With an average fee of about $18,000 per school in California, it takes about seven charter schools in a district to cover a full-time charter director like Urias, Greely said, which is why oversight is part-time work in most districts. It also may be one reason why, through simple Google searches, the ACLU of Southern California found that 1 in 5 charter schools had illegal admission restrictions on their websites. Even though it turned out that many of the web pages were outdated, the discovery reflected inattentive monitoring.

Complicating new charter administrators’ jobs, California’s charter law is both detailed and vague. It lists 15 elements that applicants must satisfy in their charter petition, such as detailing the educational program, measures of student academic progress, suspension and expulsion policies, and efforts to achieve ethnic and racial balance. Unlike many other states, approval is the default position. A district must grant a charter unless it finds one of three conditions in the petition:

  • The proponents presented an unsound education program.
  • They failed to comprehensively describe the required elements.
  • They demonstrated an unlikeliness to implement their program.

What is not permitted is to weigh the potential financial impact of the charter on the district; though that issue, not overtly discussed, is the X-factor in some school boards’ decisions.

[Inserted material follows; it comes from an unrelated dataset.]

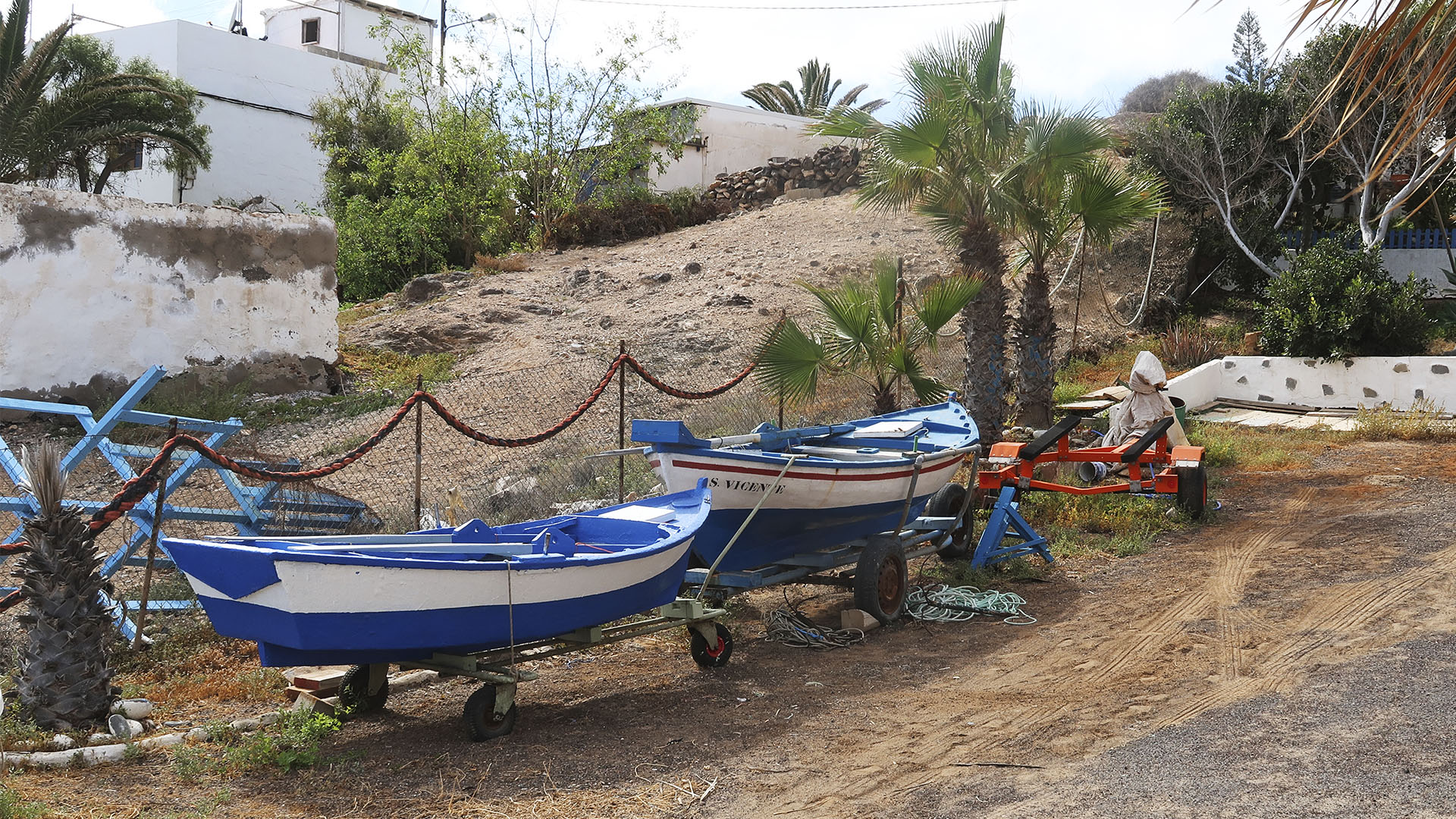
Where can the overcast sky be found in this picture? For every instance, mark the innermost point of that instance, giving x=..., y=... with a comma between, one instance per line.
x=1075, y=53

Districts often complain that charters are submitting boilerplate petitions that appear, at least on paper, to meet all of the elements. Charter advocates complain that authorizers are demanding excessive details and then picking holes in minute details.

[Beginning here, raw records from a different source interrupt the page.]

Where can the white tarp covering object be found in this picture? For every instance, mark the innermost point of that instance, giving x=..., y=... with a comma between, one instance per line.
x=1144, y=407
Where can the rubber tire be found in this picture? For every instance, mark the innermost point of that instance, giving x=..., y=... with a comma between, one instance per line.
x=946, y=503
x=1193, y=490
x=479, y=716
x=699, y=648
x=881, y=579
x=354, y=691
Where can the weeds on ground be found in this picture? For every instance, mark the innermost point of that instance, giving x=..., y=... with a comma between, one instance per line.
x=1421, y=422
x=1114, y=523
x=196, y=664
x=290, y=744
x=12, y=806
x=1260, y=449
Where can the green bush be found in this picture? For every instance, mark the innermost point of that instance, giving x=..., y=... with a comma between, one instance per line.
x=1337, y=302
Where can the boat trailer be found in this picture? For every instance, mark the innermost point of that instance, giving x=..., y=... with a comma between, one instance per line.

Speakers at CARSNet’s annual conference in September emphasized the importance of a “capacity interview,” a face-to-face meeting not required by law, in which authorizers explore proponents’ ability to meet their commitments: If you say you are a Montessori school, has anyone had experience with the teaching method? Is there a board member with financial experience? How will you recruit students?

“The rigor of the petition review has increased over time, based on experience,” Greely said. “Data show that charters that aren’t strong from the start will not get better.”

State law requires authorizers to make an annual visit to each charter, but monitoring should be more extensive, and communication should be ongoing so that there are no surprises when it’s time to consider renewal, Greely said. Network trainings focus on tracking financial reports, attendance and audits because “more schools fail for financial reasons, including failure to meet enrollment targets, than anything else,” she said.

Carla Boykin, a teacher on assignment who oversees Pasadena Unified’s four charters, said attention to finance and governance at the CARSNet training has proven useful. She is using the renewal process to examine potential conflicts of interest and to require more documentation of contracts and more transparent bylaws.

Before, she said, “I was flying by the seat of my pants. Now, I know what to look for.”